It’s your typical Sunday afternoon, sitting in their favorite chairs and Dad hands Mom the television remote. Normally, they’d watch one of Dad’s favorite westerns, check the weather, or watch the latest farm news. But not this particular Sunday afternoon.
Dad knew Mom would rather watch one of those sappy Hallmark movies she likes and would need a box of tissues near because they tend to make Mom cry. He never could understand why we women, my mother in particular, like to watch those sappy movies. (You know the ones, the romantic ones where there is always a wedding at the end.)
My mom sits and watches her selected movie with a smile.

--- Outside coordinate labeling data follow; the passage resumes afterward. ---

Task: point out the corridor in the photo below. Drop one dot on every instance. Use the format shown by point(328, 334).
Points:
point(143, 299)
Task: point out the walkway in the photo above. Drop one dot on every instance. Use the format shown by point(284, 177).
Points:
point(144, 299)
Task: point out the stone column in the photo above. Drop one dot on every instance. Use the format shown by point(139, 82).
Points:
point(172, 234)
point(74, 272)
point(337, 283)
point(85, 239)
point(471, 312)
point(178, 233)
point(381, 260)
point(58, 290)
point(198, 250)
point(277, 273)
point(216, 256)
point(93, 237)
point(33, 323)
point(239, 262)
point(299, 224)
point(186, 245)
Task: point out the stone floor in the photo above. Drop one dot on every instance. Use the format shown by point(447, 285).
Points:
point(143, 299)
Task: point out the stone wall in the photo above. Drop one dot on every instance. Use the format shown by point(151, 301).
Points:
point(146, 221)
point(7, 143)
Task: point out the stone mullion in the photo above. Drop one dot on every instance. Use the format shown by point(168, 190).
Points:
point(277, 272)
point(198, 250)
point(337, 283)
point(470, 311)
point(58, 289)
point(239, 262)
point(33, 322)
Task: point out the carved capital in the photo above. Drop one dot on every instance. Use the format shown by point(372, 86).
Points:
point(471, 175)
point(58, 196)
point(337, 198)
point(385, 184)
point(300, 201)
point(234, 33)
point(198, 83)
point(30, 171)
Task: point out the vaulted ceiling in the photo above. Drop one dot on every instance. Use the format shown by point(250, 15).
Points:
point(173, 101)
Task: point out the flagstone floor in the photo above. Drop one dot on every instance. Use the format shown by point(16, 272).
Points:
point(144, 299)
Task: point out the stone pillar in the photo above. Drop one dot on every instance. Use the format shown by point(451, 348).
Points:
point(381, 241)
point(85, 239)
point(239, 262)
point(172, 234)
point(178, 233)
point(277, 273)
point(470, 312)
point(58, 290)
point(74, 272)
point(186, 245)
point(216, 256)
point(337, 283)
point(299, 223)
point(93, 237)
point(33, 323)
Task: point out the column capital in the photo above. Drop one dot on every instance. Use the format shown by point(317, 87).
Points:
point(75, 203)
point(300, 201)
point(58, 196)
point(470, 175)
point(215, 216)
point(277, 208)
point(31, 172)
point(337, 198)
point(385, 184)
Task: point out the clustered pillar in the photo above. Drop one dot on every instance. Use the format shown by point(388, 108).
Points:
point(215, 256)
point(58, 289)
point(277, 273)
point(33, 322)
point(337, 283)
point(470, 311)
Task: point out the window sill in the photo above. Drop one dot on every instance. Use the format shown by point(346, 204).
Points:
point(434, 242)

Her hand rested atop the remote control.
It’s their fifty-first wedding anniversary.
Dad doesn’t know it, but Mom has his favorite meal planned for their special wedding anniversary supper.
It’s just the two of them now. We kids are all out of the house with families of our own. They could go anywhere, choose from a variety of ways to celebrate their wedding anniversary, and they stay home. It’s the one place they feel the most comfortable. It’s the one place they get to spend their time together—alone.
There is great cause to celebrate. They have been married FIFTY-ONE YEARS!
There are not enough marriages left like this anymore.
A marriage takes two people willing to mold into one. We live in such an instant community we no longer have the patience to allow ourselves to mold and shape to our spouses. We want it all now.
For many, we throw out the instructions without bothering to read them because it looks simple enough, right?
Like technology, nurturing your marriage is an evolving process. People change through situations, knowledge, and age. We must always learn from each other, get to know each other again, and stay plugged into each other’s line of communication.
If I have learned anything from my parents over the years, it is that dedication, devotion, and yes sometimes plain stubbornness are what helps make up a good marriage. I pray that one day, my husband and I can celebrate our fifty-first wedding anniversary, too.
You never know, my husband may one day hand me over his video game controller like my dad giving my mom the television remote. Now that would be a true wedding anniversary gift, indeed.